Hodges and Flowers contended that the analogy was disrespectful to many in the African American community, and Hodges said the following on Flowers’ MTN program:
To me the solution is ultimately all the things we sit here talking about, whether it be economic development, which is job creation, people like Council Member Samuels, you know it’s simple. We as a people, one in Minneapolis, have to unite and we have to learn from like Nat Turner’s mistake, and we have to kill the house niggers, we gotta kill `em, and that’s what we’re doing on this show, we trying to kill the house nigger, and we have to get in power. `Cause you have to understand as long as we gotta go begging to somebody we’re never going to get where we need to be. DFL [Democratic-Farmer-Labor Party], for example, representative Ellison . . . even Council Member Samuels, the black people running over in the eighth ward City council-why would you need this party to run in your own neighborhood when you the majority? You don’t need this party. See, black people, we have to understand and get in the right mind set, we have to get in power.
Samuels and Ostrow then asked the manager of MTN to suspend Flowers, effectively ending his program for the duration of the election cycle. Samuels and Ostrow argued that Hodges’ speech constituted “fighting words” and were intended to incite violence against Samuels. Samuels also filed complaint against Hodges, which was eventually dismissed.
Flowers filed suit in federal court, arguing that his suspension violated his right to free speech. Last week, Judge Montgomery in Minneapolis agreed (PDF). “This Court has found sufficient evidence that Samuels and Ostrow’s conduct violated Flowers’ First Amendment rights,” she wrote in her decision.
She also said that Hodges’ speech was crude but not intended to incite violence against Samuels.

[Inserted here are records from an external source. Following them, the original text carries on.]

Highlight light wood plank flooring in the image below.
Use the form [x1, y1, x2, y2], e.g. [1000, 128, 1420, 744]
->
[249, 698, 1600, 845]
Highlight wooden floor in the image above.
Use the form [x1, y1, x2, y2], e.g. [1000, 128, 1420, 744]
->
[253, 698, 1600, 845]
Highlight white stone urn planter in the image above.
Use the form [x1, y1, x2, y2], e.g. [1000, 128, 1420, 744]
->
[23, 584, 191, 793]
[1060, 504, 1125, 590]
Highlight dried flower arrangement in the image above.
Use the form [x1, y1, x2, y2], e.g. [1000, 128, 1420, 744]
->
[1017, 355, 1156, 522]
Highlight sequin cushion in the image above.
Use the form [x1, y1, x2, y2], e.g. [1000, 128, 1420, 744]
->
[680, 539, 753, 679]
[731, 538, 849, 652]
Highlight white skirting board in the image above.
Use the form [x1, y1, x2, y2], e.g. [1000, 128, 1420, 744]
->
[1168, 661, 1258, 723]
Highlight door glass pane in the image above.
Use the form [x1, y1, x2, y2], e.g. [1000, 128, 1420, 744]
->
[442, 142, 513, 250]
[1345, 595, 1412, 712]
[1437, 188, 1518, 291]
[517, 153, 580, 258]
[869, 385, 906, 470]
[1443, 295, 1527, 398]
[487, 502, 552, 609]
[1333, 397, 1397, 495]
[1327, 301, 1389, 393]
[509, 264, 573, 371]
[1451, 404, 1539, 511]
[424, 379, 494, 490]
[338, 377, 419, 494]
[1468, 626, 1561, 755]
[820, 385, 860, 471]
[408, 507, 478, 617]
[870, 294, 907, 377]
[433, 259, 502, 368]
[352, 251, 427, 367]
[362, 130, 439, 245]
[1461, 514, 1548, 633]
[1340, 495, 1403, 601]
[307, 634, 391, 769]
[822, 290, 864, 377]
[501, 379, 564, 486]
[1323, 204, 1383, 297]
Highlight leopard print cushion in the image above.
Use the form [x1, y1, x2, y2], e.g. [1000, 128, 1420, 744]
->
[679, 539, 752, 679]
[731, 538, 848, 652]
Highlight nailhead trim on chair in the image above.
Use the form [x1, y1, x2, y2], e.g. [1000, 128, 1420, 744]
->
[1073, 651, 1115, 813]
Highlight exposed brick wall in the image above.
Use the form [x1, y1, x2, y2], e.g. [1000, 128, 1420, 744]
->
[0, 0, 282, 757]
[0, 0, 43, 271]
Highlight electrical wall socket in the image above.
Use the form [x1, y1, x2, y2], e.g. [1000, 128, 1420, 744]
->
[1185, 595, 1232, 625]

“In light of Hodges’ repeated emphasis on voting, the average viewer could have construed Hodges’ controversial comments as a crude way of encouraging viewers to criticize and vote against certain City officials, such as Samuels, rather than literally kill them. This conclusion is corroborated by the absence of evidence that Hodges’ comments incited any viewers to commit violent acts against Samuels.”
Montgomery ruled on a motion for summary judgment to dismiss several defendants in the lawsuit. She declined to dismiss the lawsuit against Ostrow and Samuels, but removed the following from the case: the city of Minneapolis, city spokeswoman Gail Plewacki and five defendants identified as John Doe. The case will now move to trial. Flowers is seeking unspecified damages.